In a time when land prices were soaring in Dublin and housing supply in soughtafter areas was tightening, the inspired reinvention by architects Douglas Wallace proved a winner, albeit with the addition of elevators to get up and down those stacked floors.
Ireland’s Georgian Square for the new millennium was named Edward Square, not after English royalty, aristocracy or empire heroes, but after the development company, Gerry Barrett’s Edward Holdings. It would be 2004, near the pinnacle of the madness, before the €150m development was launched, with its 4,000 sq ft city homes. It made headlines again when it appeared to sell out in two days, with properties selling for up to €4.5m.
Now a home at Edward Square is to spearhead an attempt to completely overhaul the Irish property auction system.

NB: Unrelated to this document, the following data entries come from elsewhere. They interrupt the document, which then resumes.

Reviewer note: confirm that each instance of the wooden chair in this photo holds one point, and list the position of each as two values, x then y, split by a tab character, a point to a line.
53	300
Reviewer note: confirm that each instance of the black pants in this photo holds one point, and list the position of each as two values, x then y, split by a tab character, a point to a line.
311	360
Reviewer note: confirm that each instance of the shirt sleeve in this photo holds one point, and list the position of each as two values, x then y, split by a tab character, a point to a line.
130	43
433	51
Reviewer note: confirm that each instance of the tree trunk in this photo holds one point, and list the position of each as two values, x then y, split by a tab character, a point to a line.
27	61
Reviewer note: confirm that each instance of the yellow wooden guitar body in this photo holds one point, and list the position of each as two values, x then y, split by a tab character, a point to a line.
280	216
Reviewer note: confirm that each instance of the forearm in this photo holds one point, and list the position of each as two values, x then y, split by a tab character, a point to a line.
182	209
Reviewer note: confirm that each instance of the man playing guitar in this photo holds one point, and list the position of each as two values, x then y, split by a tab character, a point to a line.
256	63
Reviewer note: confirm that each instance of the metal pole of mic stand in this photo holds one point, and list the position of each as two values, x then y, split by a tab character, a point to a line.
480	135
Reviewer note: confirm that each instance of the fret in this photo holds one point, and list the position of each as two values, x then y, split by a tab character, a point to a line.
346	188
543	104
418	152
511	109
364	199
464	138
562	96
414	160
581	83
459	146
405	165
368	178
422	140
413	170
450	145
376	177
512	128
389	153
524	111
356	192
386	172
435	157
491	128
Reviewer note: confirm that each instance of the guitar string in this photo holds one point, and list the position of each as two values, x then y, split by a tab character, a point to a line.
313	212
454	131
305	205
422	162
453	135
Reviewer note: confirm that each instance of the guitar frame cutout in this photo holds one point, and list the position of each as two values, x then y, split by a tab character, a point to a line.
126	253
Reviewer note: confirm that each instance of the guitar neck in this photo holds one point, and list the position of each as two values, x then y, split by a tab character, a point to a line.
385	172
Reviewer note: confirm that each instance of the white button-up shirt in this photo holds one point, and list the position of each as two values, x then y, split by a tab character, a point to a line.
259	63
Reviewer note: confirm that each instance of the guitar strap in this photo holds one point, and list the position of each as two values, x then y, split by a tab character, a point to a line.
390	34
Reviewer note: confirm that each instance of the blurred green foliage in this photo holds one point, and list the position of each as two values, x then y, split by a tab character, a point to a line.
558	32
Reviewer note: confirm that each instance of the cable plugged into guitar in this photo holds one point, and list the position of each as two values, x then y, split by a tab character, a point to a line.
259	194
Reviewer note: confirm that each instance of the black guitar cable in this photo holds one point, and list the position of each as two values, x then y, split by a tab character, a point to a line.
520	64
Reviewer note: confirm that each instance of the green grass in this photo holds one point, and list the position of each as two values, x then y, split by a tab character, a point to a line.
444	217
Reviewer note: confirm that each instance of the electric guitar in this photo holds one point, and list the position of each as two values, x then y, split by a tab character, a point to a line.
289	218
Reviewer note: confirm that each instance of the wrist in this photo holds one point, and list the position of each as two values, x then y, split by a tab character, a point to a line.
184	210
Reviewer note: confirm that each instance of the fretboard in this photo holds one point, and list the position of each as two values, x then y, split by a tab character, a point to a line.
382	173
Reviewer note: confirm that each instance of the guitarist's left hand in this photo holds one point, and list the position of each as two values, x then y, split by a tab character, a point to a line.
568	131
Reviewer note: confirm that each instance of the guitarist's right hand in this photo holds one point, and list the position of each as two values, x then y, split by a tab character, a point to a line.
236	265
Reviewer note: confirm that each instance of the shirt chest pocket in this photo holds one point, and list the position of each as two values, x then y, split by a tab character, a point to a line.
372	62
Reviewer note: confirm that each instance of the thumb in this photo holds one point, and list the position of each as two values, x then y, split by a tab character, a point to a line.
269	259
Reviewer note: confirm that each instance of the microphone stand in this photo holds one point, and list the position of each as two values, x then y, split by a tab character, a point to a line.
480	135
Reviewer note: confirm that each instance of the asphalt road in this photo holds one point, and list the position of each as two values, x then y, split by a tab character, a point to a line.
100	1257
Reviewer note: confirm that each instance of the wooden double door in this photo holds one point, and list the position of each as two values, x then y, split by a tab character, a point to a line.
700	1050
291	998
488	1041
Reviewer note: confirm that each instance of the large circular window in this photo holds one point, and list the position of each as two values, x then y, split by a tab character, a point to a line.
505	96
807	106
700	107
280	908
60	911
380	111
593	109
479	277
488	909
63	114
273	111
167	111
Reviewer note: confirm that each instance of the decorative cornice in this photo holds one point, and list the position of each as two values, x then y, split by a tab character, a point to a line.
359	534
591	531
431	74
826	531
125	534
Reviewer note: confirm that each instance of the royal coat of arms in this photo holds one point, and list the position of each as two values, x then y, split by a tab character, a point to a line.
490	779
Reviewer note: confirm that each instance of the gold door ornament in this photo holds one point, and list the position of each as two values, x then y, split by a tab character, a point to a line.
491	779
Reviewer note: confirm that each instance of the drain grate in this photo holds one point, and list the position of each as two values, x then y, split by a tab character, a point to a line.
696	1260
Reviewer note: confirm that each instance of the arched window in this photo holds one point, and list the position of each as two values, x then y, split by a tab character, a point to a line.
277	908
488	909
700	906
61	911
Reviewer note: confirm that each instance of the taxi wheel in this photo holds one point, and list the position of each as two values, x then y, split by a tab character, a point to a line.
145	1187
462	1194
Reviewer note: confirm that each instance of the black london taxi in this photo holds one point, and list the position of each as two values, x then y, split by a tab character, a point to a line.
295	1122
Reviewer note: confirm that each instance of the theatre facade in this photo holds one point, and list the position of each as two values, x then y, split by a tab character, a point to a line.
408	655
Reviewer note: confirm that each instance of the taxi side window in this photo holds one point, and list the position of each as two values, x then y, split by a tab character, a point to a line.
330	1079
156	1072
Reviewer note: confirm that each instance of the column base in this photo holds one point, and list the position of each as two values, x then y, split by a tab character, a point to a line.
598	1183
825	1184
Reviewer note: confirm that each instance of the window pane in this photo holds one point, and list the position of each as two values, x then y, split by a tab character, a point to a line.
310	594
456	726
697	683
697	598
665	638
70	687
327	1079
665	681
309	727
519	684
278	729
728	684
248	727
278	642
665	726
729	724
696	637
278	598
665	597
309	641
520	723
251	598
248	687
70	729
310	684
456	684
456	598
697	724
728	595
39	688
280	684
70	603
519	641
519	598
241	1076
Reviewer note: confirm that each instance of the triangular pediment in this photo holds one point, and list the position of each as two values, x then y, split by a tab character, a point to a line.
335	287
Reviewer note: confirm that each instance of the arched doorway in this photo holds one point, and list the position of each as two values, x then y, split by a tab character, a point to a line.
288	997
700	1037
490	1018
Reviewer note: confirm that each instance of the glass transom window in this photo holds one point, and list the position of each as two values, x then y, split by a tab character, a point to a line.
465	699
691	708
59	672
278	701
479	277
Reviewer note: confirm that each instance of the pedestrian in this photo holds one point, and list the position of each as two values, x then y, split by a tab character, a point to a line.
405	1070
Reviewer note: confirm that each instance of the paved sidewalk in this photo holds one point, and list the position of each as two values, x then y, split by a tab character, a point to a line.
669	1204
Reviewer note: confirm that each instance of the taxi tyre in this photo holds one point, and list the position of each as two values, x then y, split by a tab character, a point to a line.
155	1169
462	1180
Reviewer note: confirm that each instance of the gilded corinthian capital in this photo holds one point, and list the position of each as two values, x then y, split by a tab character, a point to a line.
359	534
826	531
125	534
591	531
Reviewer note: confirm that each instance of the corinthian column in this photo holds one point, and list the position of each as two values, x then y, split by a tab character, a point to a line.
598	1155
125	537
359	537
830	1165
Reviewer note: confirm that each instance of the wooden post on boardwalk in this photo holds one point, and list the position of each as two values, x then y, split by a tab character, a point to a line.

Recently we saw the reconfiguration of Allsop Space (known for selling 200 properties at a time in attendance auctions frequented by thousands) into the new brand BidX1. The latter is now taking its mass auction concept online only.
Later this month, on September 27 and 28, BidX1 will auction over 300 lots online totalling more than €60m on reserve. The jewel in the residential crown is Number 10 Edward Square, a five-bedroom home comprising a basement, ground floor and three floors overhead in the concept Dublin 4 scheme.
Number 10, which stretches to 4,300 sq ft, has a reserved price of €2.3m and, alongside some of the other high-end abodes, will test whether or not online only mass auctions can work in Ireland when it comes to luxury home sales.
The auction will also test prices on Edward Square — the last recorded sales here took place two years ago in 2015 when a clutch of homes sold for around €1.4m, while number 9 adjoin- ing, changed hands in that year for €1.8m. Recently Lisney sold No9 again after advertising the property at €2.75m. It’s a slightly smaller home than number 10 but the deal has yet to appear on the property register.
Number 10 is Lot 35 and from the top comprises a third-floor living room which could also be an apartment; two floors in the middle, each containing two bedrooms and an ensuite each, an entrance level with a hall, two interlinking receptions and a huge garden level with an open plan kitchen/living area, a family room, a courtyard and a garage. There’s a lift and a 70 foot long rear garden, just as the Georgians had.
Features include substantial terrace spaces, marble bathroom tiling, a kitchen by Boffi with Gagganeau appliances, a home cinema and staircase with bronze balustrades. The address speaks for itself.